Douglas Eby focuses on Michelle Williams’ recent portrayal of Marilyn in an article for PsychCentral:
“Michelle Williams devoted some ten months to researching Marilyn Monroe for her acclaimed performance in ‘My Week With Marilyn.’
Producer Harvey Weinstein said he was impressed at the level of Williams’ preparation, how she could quote passages from Maurice Zolotow’s biography on Monroe.
‘Michelle researches a role like no one I’ve ever encountered,’ Weinstein wrote in an email. ‘She watched and studied the movies and photos; she read every book, every biography.… She could describe how Marilyn wiggled and winked while quoting some of her best lines, [like] when she teased that she was nude by saying, “I have nothing on but the radio.’” …
Williams probably also read: My Story, the autobiography by Marilyn Monroe.
She commented in an interview, ‘So I lived with her, and I never stopped trying to find more information. Even on set, on the 10-minute breaks, I would be back poring through photos or with my earphones in watching a movie. I was obsessed. I was on the trail of something. There were clues, and I had to solve a mystery.’
From my Inner Actor post Michelle Williams on Interpreting Marilyn Monroe.”

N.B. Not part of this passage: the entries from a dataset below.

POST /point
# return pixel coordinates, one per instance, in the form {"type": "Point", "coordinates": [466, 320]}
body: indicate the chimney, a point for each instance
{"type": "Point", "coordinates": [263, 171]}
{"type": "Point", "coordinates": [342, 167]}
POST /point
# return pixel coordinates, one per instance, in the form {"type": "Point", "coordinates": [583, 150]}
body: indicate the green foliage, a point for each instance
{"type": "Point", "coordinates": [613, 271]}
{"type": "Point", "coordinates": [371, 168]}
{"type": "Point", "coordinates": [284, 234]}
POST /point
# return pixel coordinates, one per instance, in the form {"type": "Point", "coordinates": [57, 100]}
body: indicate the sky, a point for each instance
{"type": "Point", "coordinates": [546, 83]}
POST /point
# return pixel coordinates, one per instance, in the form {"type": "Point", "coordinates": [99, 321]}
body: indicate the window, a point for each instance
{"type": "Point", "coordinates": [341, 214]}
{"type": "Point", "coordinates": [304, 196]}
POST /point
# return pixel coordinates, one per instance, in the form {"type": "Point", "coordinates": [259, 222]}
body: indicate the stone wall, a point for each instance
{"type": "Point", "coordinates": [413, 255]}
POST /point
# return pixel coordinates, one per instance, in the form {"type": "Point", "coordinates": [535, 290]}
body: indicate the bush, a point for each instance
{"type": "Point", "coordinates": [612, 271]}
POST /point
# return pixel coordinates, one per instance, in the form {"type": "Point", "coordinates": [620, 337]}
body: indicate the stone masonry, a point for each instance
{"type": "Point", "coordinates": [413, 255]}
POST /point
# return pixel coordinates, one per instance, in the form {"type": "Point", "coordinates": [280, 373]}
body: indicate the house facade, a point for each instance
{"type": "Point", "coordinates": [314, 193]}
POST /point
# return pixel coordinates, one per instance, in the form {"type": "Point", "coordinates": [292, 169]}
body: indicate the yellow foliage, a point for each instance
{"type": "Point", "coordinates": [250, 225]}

‘One of the many elements of My Week With Marilyn that I appreciated was the depiction of the emotional challenges Monroe suffered from the onslaught of fame and media attention.’ Eby explores this theme further in another article, ‘Actor’s Privacy and The Dark Side of Fame‘, with reference to ‘Through Your Own Grievous Fault’, an essay by Ayn Rand written shortly after Marilyn died.